The sign of the cross was duly put on Constantine’s war standard, he marched into Rome and thrashed his pagan co-Emperor Maxentius at the Milvian Bridge.
Clearly, this was not Constantine’s first encounter with Christianity as indeed Eusebius tells us his own father initiated him into the Christian faith as a child. But Constantine’s religious faith wasn’t overbearing: a few years before the Milvian Bridge incident Constantine had had a similar vision of the Apollo cum sun-god Mithras. Visions were clearly an essential ingredient of great (visionary) rulers.
From merely watching the beasts and heavens we move on to killing the animals as a sacrifice to the gods and then proceeding looking at various details for ominous signs. The name itself comes from “ab aris aspiciendis” – looking upon the altars.
This art was particularly well practiced by the Etruscans who it is said learned it of a boy they dug out of a field whilst plowing. Wow. At first the order was made up of twelve priests although towards the end of the Republic they were increased to something closer to 20.

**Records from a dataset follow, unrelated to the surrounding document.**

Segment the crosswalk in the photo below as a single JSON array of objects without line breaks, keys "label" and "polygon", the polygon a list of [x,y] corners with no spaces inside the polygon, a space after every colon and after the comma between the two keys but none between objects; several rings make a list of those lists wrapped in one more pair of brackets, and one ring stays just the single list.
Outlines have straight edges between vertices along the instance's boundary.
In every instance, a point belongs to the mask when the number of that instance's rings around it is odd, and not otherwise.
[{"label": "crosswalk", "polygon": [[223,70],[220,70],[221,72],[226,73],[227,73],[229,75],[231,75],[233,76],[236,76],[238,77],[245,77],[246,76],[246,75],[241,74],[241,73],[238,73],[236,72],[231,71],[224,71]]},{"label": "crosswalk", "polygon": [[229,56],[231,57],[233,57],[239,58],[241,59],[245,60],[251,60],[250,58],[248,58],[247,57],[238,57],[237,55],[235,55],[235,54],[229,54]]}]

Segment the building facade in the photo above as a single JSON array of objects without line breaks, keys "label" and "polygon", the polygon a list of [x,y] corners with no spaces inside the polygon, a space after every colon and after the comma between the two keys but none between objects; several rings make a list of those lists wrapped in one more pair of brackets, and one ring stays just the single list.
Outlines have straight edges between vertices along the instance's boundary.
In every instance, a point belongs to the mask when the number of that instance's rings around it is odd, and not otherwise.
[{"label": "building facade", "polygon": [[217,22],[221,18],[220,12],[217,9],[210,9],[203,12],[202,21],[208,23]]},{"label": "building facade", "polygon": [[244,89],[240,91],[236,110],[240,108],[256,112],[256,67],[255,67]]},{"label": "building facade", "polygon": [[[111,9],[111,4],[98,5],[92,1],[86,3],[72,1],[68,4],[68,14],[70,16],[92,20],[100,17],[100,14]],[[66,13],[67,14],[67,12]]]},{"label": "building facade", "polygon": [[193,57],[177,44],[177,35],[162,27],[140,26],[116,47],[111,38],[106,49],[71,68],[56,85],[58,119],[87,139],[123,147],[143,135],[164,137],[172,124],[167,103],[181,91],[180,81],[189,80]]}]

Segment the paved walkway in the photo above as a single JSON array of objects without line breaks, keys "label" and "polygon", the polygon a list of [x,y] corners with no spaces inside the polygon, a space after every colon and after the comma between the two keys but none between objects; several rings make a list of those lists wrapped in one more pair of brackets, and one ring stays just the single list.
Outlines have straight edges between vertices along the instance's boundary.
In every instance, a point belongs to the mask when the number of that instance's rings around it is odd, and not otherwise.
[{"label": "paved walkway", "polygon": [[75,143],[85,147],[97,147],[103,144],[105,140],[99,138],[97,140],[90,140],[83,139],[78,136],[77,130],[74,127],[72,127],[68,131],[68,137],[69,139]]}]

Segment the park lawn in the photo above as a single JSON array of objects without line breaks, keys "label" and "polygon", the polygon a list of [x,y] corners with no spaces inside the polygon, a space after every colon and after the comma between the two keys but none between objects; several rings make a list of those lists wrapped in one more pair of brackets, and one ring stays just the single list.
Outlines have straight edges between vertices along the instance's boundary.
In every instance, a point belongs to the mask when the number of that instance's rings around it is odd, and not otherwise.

Virgil gives us a relatively good and quick idea of what it was like in his Georgics.
Of the various details you might watch out for you would remember to check whether the animal itself was walking willingly to its death or looking a little nervous.
After the beast had been sacrificed and opened up you would have a good look at the colour, shape and knots within its guts and organs. I understand that discovering a double liver was considered very bad and apparently Julius Caesar had offered two Oxen shortly before his murder and both of them proved to have no hearts: VERY VERY BAD SIGN JULIUS!
You shouldn’t forget to have a good look at the supporting paraphernalia used in the sacrifice such as the aspect and colour of wine, water and incense etc. Further tell-tale signs were to be found by watching out for the colour and behaviour of the flames, as parts of the animal were thrown into them to be consumed (by the gods I suppose).
The Decemviri (could also be abbreviated “Xviri”)
These were priests known as the “decemviri sacris faciundis” the ten men (priests) of sacred matters. They were chiefly involved with guarding and consulting the Sybilline books in times of dire trouble for the city. Not to be confused with the other sets of Decemviri:
-stlitibus iudicandis a commission of ten magistrates of ancient origin at the time of the Roman kingdom under King Servius Tullius. Elected each year by the committee of the tribunes (plebeians), oversaw broader numbers of magistrates in cases deciding the status of individual slavery and freedom
–legibus scribundis a commission of ten magistrates around 450 BC who collected and wrote the 12 tablets of law. In other terms they collated the first written set of laws on which roman law was based and which provided a guarantee of personal rights for the weakest amongst plebs and patricians alike.